Quando é que é seriamente seguro o meu filho dormir com um animal de peluche?
O Dr. Aris disse-nos para esperarmos, no mínimo, depois do primeiro aniversário dela. A Associação Americana de Pediatria (AAP) diz que não deve haver objetos moles no berço antes dos 12 meses devido aos riscos de asfixia. Sinceramente, mesmo depois de um ano, ainda me sentia estranha com isso e só a deixava dormir com aquele tipo de doudou minúsculo e completamente liso. Confiem no vosso instinto, mas esperem, de certeza, que passe esse primeiro ano.

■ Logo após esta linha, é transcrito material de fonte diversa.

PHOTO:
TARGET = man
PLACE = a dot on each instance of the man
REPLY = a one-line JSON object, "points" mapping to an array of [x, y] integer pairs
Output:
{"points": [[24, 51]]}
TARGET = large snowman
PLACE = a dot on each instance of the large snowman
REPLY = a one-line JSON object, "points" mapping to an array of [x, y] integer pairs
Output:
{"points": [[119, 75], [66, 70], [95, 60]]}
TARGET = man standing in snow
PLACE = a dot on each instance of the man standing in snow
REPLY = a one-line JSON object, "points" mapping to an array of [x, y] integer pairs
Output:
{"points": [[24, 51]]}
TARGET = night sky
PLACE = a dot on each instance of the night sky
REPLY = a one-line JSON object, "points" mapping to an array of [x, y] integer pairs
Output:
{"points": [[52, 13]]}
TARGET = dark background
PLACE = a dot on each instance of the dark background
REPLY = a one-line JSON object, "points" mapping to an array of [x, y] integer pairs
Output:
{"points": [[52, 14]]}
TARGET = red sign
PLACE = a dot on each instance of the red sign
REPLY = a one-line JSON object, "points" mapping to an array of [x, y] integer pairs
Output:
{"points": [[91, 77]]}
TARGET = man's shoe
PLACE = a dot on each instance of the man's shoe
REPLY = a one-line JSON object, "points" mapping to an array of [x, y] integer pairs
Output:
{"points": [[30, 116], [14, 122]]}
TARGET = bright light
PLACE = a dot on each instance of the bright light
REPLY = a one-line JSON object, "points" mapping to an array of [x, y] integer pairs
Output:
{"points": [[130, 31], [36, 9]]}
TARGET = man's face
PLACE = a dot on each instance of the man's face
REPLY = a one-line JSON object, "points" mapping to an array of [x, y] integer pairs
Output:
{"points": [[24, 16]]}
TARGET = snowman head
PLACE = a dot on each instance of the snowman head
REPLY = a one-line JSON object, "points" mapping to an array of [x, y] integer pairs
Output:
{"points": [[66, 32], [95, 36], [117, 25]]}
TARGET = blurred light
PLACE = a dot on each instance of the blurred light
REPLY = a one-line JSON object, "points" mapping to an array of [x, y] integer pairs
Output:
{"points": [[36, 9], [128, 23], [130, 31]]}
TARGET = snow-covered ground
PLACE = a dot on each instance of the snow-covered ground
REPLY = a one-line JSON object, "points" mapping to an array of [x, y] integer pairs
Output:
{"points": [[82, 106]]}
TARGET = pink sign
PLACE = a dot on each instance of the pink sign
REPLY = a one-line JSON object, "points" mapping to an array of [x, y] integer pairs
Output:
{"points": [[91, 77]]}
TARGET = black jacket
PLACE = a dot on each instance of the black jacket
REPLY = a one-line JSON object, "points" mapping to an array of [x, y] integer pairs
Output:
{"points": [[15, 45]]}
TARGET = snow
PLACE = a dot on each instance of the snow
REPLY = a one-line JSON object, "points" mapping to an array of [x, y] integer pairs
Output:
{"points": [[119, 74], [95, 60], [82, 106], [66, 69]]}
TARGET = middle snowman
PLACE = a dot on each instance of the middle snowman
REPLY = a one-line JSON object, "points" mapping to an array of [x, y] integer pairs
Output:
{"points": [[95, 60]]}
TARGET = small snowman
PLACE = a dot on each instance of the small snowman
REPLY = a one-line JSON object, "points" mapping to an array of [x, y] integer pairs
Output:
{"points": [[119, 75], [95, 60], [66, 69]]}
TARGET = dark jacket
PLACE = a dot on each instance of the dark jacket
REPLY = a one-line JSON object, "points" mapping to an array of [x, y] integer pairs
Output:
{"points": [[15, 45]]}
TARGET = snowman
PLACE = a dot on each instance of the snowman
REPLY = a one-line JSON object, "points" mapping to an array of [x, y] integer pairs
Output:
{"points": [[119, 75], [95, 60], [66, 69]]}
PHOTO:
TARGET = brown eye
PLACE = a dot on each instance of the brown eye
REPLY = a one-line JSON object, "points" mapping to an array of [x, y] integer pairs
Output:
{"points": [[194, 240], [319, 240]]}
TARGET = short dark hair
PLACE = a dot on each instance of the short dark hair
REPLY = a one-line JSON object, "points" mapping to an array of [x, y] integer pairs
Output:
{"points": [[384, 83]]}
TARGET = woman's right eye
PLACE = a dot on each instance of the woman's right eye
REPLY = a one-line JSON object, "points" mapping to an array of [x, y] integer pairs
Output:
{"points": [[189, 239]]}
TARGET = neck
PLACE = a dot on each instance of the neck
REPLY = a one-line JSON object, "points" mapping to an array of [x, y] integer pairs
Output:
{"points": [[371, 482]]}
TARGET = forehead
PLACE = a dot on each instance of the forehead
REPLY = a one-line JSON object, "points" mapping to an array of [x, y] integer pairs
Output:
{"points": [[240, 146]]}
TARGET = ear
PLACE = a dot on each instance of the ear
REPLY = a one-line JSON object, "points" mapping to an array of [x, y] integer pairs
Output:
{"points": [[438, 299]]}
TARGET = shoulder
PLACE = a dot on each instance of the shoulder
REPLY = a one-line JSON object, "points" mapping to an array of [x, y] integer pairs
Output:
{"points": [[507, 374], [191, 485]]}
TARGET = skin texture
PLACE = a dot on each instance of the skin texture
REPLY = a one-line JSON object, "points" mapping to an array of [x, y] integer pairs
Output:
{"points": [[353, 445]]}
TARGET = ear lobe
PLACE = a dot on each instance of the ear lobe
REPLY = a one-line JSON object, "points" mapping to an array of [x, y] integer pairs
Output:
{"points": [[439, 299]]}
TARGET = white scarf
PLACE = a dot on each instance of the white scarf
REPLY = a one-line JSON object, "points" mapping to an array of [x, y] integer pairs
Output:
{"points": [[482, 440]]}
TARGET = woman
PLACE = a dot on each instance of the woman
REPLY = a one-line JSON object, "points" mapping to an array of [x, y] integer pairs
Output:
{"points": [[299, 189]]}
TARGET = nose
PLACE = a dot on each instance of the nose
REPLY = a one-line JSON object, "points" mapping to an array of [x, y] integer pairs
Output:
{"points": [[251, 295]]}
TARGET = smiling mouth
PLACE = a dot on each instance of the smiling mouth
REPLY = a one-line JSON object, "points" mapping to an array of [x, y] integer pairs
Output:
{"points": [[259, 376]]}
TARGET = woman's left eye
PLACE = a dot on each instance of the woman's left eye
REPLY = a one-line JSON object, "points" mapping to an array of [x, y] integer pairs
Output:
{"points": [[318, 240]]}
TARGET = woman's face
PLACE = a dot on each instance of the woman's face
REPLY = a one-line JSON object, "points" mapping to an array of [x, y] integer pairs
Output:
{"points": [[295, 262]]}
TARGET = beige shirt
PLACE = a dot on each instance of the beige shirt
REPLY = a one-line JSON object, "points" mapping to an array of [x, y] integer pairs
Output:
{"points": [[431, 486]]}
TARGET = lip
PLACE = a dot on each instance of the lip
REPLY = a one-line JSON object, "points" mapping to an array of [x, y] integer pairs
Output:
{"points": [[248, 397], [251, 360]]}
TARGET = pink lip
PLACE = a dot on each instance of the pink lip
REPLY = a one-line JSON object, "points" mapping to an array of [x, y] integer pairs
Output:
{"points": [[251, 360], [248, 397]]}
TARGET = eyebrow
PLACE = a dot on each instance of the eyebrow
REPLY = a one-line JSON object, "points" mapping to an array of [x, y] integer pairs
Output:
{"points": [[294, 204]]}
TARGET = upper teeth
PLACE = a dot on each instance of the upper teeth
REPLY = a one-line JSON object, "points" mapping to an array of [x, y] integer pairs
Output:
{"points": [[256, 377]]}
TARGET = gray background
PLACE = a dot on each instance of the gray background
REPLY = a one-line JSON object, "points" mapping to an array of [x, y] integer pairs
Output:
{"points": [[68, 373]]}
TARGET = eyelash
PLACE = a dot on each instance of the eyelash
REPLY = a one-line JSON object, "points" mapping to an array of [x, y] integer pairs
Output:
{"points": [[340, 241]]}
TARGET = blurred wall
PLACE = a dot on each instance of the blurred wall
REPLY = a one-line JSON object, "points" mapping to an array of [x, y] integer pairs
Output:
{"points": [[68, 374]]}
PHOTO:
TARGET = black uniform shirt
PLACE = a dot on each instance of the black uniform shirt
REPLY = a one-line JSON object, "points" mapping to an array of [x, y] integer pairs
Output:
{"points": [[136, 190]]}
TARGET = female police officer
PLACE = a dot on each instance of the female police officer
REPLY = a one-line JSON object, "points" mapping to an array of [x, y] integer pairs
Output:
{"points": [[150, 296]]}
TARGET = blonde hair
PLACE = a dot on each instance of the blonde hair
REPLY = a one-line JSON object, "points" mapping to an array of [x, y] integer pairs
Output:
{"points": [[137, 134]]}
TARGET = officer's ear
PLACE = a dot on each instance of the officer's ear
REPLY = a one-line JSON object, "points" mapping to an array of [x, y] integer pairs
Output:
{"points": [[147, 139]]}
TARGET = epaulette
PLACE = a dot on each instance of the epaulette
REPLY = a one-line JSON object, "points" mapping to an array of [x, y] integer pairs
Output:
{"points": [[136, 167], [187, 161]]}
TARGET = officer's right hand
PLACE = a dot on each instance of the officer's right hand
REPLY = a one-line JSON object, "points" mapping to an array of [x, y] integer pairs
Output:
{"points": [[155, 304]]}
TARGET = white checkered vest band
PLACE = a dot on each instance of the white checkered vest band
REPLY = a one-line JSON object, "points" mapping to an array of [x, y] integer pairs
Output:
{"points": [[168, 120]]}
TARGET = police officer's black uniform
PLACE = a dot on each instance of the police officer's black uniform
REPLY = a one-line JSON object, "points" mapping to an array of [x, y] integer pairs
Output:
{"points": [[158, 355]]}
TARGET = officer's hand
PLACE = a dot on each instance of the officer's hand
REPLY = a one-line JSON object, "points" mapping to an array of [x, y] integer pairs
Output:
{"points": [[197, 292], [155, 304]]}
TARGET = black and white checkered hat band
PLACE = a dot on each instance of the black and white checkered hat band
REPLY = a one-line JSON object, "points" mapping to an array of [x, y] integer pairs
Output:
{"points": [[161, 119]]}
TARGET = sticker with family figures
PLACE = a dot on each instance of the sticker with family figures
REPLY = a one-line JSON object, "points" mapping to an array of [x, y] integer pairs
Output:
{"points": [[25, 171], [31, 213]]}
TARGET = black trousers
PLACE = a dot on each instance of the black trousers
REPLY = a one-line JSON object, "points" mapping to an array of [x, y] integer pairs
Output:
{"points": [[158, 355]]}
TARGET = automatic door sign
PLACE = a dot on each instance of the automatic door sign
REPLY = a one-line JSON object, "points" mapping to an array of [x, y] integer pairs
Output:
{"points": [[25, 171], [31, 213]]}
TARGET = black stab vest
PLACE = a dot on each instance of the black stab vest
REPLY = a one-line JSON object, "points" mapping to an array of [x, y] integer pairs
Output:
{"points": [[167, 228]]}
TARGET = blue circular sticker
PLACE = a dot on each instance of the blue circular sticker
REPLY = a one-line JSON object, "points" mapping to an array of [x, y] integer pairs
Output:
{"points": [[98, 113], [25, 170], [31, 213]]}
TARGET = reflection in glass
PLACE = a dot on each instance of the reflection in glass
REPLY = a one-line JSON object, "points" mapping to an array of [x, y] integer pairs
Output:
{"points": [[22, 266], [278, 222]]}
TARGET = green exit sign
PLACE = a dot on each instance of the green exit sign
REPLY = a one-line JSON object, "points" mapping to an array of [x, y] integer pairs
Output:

O que devo procurar num peluche moderno?
Olhos bordados! Nunca é demais frisar isto. Se um brinquedo tiver cara, os olhos e o nariz devem ser cosidos com linha, e não colados como peças de plástico duro. Além disso, procurem exteriores em algodão orgânico e enchimentos seguros (como enchimento reciclado ou lã) em vez de sacos internos com bolinhas de plástico que se podem espalhar por todo o lado.

Por que razão as bolinhas de plástico dos brinquedos antigos são tão más?
Normalmente são feitas de polietileno (PE) barato ou policloreto de vinilo (PVC), que são plásticos terríveis à base de petróleo. Mas o verdadeiro perigo imediato é a asfixia. Como têm o tamanho exato das vias respiratórias de um bebé, se uma costura rasgar e elas saírem (como aconteceu com o meu urso Groovy), são um perigo de asfixia enorme e silencioso.

É ecológico comprar brinquedos vintage?
Quer dizer, sim e não? Comprar em segunda mão no eBay ou em lojas de artigos usados é ótimo porque evita que o lixo sintético já existente acabe nos aterros. Estão a participar na economia circular! Mas os materiais em si continuam a ser poliéster sintético e plásticos derivados de petróleo. Portanto, é uma boa opção de upcycling para a decoração do quarto, só não é um material sustentável para o vosso filho poder, francamente, colocar na boca.